Bunları da “büyük devletlerin” aslında âdil ve dolayısıyla iyi olmadıklarını, kendi vatandaşlarına gösterdikleri adaleti dünyaya göstermediklerini anlatmak, ispatlamak için telâffuz ediyoruz.
Bu durumda meselâ ABD, aslında beklendiği gibi bağımsızlık bildirisinde ifade edilen bir ülke olsa, Arap emirliklerinde demokrasinin yerleşmesini “sağlamalı” ve Sudan halkına da kendi vatandaşlarına davrandığı gibi davranarak orada liberal demokrasiyi yerleştirmeli.
İyi de meselâ ABD’ye böyle bir rol biçmek onun patronajını daha en baştan kabul etmek olmaz mı? Eğer ABD’den kendi vatandaşlarına davrandığı şekilde bize davranmasını bekliyorsak neden onun bayrağı altında yaşamıyoruz?
İşte “yakınmacı tepkisellik” meseleyi sadece sonuçlar üzerinden değerlendirmenin ve akıl yürütmeksizin refleksif cevap yetiştirmek telâşının adıdır.
Bu bakış açısı ile inisiyatif tamamen “büyük devletlerin”(emperyalist) eline bırakılmıştır ve sonuçlardan da tamamen onlar sorumlu tutulmaktadır.
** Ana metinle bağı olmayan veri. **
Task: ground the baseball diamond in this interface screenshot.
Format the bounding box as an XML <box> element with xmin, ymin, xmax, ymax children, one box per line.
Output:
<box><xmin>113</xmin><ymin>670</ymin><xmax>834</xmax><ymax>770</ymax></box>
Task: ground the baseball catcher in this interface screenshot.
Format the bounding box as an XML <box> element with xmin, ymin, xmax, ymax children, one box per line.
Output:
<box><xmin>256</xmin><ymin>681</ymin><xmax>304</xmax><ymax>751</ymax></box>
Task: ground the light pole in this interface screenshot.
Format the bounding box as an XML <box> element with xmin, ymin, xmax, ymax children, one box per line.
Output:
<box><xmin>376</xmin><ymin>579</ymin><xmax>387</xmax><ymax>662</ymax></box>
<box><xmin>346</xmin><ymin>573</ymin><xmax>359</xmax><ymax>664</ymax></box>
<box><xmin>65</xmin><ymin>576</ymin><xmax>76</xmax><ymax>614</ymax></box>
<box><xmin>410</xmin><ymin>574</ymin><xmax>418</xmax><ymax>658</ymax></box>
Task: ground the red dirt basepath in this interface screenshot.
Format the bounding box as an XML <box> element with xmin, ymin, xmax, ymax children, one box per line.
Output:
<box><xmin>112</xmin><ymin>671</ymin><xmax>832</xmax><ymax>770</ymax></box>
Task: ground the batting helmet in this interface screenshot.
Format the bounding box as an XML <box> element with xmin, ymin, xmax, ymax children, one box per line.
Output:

Yani emperyalistler ellerini kollarını bağlamasa aslında meselâ Arap emirlikleri halkı bir ayaklanmayla demokrasiyi kendileri getirecektir. Veya Sudan halkı aslında BP’nin emperyal ticaretinin köleleridir ama kendi ülkelerinin bir yerlerinde oturan ve elinde silâh bulunduran mahallî savaş baronlarının bu işlerde hiçbir dahli yoktur.
Emperyalistler isterlerse Sudanda “eşitlikçi” bir demokrasiyi kurup ondan sonra Sudan halkıyla “eşit” şartlarda petrol sözleşmeleri yapabilir ve yapmalıdır da…
Eski bir sömürge olsaydık yukarıdaki paragrafın hayaliyle sarhoş olabilirdik.
Emperyal devletlerin ahlâkî iki yüzlülüğünden bahsetmek de aslında Marksizmin ağzına ekmek tıkılmasıyla doyurulmuş ve böylece özgür kılınmış halklar anlayışının cüceliğinin bir sonucudur.
Bu yüzden artık emperyal bir devletin varisleri olarak düşünmeyi öğrenmeliyiz.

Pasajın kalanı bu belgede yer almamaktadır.